Download or read book Understanding the Mexican Economy written by Roy Boyd and published by Emerald Group Publishing. This book was released on 2018-11-06 with total page 233 pages. Available in PDF, EPUB and Kindle. Book excerpt: This book provides a full, historical, economic, and political context through which to understand the actions of the people and government of Mexico, and it gives insights into how those actions impinge -- and might continue to impinge -- on the United States.
Download or read book Introduction to Computational Economics Using Fortran written by Hans Fehr and published by Oxford University Press. This book was released on 2018 with total page 586 pages. Available in PDF, EPUB and Kindle. Book excerpt: Introduction to Computational Economics Using Fortran is the essential guide to conducting economic research on a computer. Aimed at students of all levels of education as well as advanced economic researchers, it facilitates the first steps into writing programs using Fortran. Introduction to Computational Economics Using Fortran assumes no prior experience as it introduces the reader to this programming language. It shows the reader how to apply the most important numerical methods conducted by computational economists using the toolbox that accompanies this text. It offers various examples from economics and finance organized in self-contained chapters that speak to a diverse range of levels and academic backgrounds. Each topic is supported by an explanation of the theoretical background, a demonstration of how to implement the problem on the computer, and a discussion of simulation results. Readers can work through various exercises that promote practical experience and deepen their economic and technical insights. This textbook is accompanied by a website from which readers can download all program codes as well as a numerical toolbox, and receive technical information on how to install Fortran on their computer.

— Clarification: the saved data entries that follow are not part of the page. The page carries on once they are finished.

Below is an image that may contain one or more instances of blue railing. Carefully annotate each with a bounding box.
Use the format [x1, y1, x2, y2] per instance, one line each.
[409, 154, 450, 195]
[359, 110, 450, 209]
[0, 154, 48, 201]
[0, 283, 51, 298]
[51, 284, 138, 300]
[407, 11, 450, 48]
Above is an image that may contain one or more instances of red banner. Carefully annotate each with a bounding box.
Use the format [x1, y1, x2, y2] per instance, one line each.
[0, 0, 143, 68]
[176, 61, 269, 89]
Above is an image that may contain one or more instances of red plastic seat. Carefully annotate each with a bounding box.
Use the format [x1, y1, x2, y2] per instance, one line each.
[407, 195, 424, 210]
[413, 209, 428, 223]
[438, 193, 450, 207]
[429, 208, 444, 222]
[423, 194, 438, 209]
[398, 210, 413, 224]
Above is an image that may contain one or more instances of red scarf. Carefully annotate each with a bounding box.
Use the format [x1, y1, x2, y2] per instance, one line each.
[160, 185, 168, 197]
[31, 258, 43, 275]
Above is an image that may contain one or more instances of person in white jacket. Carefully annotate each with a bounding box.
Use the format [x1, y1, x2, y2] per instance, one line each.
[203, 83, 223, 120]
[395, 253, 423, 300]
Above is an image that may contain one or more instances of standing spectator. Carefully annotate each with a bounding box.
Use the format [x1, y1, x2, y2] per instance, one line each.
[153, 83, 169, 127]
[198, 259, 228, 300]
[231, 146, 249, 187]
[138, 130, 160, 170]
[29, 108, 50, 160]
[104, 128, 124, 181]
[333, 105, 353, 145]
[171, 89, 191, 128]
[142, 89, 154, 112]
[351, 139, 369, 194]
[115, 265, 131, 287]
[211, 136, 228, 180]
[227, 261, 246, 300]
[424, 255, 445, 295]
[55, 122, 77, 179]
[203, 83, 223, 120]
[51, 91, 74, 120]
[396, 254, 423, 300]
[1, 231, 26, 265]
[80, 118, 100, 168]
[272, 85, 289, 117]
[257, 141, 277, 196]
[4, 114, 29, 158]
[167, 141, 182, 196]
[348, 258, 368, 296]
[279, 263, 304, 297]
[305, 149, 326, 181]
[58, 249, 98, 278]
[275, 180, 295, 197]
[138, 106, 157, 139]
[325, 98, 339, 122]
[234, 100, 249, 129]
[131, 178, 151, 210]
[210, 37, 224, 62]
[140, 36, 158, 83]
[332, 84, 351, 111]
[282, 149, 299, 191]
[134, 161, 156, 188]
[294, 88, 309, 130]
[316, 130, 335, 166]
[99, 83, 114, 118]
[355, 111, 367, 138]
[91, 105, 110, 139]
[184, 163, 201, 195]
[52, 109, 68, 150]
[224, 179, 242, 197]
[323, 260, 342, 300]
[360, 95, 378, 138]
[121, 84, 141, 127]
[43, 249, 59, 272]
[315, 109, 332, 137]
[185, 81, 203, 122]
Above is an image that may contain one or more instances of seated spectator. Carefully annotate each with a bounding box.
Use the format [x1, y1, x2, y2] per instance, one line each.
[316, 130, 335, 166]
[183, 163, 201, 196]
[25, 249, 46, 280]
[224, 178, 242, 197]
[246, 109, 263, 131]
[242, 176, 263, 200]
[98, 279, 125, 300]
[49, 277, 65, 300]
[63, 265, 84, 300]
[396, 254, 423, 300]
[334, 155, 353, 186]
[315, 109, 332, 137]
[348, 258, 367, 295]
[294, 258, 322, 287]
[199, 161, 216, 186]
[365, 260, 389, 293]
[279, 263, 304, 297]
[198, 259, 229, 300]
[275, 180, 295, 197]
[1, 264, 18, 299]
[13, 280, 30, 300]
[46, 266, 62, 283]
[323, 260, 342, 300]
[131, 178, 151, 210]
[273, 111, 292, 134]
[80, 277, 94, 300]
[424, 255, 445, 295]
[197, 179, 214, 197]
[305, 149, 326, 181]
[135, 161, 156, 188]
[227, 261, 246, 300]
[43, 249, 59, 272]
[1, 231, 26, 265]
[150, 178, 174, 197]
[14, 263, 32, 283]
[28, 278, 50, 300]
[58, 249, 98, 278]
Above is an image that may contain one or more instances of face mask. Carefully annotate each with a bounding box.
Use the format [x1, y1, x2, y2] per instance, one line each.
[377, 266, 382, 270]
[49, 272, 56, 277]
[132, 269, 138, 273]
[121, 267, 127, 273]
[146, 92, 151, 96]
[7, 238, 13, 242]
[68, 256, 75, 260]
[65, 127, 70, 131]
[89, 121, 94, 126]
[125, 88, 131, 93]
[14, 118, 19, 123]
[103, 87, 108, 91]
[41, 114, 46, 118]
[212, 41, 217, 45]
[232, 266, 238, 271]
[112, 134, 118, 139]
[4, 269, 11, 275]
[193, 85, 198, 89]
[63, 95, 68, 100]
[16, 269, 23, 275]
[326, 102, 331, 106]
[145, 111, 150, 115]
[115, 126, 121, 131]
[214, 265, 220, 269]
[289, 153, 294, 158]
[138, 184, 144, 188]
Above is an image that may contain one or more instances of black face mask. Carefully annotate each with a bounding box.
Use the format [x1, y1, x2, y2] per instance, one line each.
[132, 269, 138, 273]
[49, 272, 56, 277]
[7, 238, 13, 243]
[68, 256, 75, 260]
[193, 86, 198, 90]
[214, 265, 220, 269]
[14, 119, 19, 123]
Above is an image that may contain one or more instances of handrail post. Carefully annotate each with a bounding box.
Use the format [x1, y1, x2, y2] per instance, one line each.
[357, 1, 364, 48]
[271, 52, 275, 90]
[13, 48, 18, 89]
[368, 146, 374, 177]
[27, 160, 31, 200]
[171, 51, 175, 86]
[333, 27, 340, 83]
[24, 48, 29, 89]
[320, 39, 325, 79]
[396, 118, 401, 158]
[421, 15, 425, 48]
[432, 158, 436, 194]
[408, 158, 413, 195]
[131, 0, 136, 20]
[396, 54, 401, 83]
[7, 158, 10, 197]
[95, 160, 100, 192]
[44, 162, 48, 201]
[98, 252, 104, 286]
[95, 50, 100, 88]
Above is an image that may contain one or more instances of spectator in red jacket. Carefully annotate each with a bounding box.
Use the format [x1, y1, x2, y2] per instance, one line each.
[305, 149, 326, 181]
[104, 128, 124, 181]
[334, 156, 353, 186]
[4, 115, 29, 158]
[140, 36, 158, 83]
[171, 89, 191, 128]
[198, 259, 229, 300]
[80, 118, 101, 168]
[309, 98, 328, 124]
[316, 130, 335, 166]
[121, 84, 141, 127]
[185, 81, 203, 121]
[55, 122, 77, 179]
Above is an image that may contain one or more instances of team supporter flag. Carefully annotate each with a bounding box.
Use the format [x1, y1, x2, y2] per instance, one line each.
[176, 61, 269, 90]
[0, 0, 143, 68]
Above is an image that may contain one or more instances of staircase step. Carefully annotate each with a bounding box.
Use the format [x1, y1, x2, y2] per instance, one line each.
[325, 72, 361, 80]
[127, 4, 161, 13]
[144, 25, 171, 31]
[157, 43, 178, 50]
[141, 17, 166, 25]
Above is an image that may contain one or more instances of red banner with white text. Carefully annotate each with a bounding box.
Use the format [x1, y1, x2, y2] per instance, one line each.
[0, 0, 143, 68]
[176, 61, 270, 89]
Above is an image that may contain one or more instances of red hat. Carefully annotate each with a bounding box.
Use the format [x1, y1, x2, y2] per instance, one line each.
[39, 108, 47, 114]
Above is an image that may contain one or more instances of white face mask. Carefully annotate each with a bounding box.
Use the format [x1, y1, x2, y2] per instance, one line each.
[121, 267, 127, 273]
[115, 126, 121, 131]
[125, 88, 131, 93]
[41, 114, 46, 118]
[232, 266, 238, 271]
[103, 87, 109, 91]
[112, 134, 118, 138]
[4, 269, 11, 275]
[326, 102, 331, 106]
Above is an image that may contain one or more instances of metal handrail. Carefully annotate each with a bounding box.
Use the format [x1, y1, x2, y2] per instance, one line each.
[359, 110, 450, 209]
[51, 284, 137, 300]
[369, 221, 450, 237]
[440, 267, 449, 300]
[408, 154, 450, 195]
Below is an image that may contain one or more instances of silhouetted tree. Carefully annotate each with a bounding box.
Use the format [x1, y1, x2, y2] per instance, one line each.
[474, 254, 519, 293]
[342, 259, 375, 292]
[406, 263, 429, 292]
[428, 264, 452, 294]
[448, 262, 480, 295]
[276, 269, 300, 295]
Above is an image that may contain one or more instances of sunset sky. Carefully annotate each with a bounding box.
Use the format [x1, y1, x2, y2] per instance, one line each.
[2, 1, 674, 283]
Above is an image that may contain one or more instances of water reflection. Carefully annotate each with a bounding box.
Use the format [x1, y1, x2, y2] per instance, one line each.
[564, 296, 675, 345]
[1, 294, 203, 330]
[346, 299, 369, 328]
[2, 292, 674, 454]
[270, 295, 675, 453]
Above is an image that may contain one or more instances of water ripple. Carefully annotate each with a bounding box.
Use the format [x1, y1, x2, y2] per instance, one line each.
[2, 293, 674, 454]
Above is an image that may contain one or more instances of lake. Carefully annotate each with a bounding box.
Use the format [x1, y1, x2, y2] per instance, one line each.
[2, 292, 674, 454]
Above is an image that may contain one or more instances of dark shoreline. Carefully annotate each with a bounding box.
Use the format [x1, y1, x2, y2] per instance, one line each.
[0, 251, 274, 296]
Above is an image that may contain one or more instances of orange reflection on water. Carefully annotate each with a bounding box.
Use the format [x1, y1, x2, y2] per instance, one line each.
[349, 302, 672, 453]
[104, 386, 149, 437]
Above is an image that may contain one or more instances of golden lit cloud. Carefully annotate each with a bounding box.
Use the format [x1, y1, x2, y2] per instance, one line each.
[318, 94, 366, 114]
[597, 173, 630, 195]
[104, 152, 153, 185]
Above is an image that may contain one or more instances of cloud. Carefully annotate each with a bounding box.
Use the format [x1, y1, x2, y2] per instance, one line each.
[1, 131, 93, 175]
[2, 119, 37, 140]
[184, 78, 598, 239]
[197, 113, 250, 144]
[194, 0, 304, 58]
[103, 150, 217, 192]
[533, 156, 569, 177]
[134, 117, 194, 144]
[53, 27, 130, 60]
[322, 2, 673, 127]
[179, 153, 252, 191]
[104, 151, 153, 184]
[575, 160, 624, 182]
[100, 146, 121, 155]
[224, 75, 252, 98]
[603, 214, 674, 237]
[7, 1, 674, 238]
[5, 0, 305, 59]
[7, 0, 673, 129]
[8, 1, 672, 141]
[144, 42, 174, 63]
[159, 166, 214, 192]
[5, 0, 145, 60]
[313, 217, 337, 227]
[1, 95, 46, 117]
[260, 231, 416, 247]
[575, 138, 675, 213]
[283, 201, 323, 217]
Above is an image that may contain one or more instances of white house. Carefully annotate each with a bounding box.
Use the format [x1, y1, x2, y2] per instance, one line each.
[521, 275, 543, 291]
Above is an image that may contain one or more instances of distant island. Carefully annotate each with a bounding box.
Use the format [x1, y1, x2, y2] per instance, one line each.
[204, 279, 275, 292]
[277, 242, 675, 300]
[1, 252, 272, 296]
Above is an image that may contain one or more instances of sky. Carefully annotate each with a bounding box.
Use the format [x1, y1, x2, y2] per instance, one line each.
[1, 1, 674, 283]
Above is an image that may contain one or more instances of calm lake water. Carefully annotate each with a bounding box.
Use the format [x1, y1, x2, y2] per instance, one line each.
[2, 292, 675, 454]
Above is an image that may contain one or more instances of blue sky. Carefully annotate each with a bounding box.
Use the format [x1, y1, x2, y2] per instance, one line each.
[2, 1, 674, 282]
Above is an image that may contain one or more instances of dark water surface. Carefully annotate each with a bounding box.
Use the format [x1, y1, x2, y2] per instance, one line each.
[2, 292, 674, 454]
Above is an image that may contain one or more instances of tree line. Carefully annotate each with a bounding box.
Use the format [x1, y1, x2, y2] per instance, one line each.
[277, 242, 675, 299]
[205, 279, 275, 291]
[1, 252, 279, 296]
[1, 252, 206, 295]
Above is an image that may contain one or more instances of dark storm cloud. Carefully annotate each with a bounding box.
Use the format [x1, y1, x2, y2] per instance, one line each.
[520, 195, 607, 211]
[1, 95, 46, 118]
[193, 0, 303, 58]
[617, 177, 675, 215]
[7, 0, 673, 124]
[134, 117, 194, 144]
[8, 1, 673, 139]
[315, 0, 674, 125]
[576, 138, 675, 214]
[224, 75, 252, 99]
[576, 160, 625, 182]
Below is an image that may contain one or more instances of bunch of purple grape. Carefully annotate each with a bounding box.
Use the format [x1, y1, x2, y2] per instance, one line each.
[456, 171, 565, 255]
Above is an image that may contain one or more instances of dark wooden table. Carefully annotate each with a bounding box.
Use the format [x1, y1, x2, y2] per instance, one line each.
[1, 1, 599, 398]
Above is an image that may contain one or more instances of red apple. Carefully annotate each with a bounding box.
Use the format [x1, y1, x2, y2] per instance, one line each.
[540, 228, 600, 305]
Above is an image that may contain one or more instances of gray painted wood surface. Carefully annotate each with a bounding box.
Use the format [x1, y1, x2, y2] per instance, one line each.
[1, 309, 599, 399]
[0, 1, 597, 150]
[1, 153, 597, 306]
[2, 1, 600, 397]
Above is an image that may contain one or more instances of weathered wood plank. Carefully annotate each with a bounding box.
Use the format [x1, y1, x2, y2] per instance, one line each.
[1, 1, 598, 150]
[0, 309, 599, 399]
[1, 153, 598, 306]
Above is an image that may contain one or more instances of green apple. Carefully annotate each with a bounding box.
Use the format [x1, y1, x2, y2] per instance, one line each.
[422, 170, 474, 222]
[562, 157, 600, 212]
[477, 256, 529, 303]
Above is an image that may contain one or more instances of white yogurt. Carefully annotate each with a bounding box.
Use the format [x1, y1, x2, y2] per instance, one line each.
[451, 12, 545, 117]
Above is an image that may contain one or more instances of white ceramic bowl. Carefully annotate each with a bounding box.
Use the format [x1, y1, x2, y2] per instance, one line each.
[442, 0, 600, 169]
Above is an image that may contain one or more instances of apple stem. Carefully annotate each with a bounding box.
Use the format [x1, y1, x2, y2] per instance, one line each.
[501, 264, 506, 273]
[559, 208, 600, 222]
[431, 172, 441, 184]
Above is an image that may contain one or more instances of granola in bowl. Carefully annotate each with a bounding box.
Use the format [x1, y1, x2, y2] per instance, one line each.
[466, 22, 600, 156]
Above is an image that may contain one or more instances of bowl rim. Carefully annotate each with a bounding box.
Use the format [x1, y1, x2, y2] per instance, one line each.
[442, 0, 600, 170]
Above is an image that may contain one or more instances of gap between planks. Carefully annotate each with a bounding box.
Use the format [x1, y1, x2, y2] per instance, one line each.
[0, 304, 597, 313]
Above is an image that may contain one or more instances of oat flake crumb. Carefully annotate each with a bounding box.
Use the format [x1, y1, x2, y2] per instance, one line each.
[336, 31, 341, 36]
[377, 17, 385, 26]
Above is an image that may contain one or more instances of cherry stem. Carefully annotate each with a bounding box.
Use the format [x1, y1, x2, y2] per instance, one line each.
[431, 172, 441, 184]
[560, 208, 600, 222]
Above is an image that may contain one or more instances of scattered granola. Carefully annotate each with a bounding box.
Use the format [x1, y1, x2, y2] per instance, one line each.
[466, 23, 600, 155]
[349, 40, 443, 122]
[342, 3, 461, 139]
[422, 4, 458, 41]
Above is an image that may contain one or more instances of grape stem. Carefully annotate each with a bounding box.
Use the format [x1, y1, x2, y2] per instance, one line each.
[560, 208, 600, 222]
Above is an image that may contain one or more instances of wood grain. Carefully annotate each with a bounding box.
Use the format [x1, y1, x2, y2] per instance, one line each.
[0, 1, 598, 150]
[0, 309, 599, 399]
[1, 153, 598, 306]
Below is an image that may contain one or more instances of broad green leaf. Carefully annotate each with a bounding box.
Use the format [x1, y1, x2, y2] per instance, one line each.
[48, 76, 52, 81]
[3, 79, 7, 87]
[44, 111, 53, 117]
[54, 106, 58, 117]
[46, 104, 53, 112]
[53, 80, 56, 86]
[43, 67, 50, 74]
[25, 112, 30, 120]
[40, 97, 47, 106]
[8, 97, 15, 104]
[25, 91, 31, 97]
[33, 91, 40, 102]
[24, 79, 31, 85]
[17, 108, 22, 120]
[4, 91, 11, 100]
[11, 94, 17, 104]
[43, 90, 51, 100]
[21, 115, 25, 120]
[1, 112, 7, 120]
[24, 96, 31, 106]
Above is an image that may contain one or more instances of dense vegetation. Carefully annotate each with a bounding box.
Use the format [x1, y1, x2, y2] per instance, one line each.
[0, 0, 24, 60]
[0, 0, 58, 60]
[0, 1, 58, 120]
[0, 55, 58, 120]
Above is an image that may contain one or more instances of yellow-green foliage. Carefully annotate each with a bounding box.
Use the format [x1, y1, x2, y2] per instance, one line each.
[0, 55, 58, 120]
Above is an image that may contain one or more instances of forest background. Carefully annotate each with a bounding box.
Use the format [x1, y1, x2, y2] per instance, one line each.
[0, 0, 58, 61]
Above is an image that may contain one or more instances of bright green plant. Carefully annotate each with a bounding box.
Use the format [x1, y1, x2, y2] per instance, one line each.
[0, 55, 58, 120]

Download or read book Argentina written by International Monetary Fund. Western Hemisphere Dept. and published by International Monetary Fund. This book was released on 2017-12-29 with total page 91 pages. Available in PDF, EPUB and Kindle. Book excerpt: This paper discusses whether there is a more efficient way of taxing labor in Argentina that has a minimal cost in terms of foregone revenues. Social security contributions for dependent workers are generally high in Argentina, despite the plethora of different regimes and exceptions. A reform of labor taxation in Argentina would need to address these inefficiencies. Reducing the tax wedge would stimulate employment and formalization, especially if targeted to low-paid workers, as there is evidence that it’s their employment that mostly responds to tax incentives. Argentina’s tax and transfer system appears to be less progressive than the estimated optimal one. The simulations suggest that the proposed changes would have a positive impact on economic activity and formality, with a minor cost in terms of foregone revenues. Greater labor supply and wages in the formal sector push up revenue from labor taxation, compensating part of the direct cost of the reform.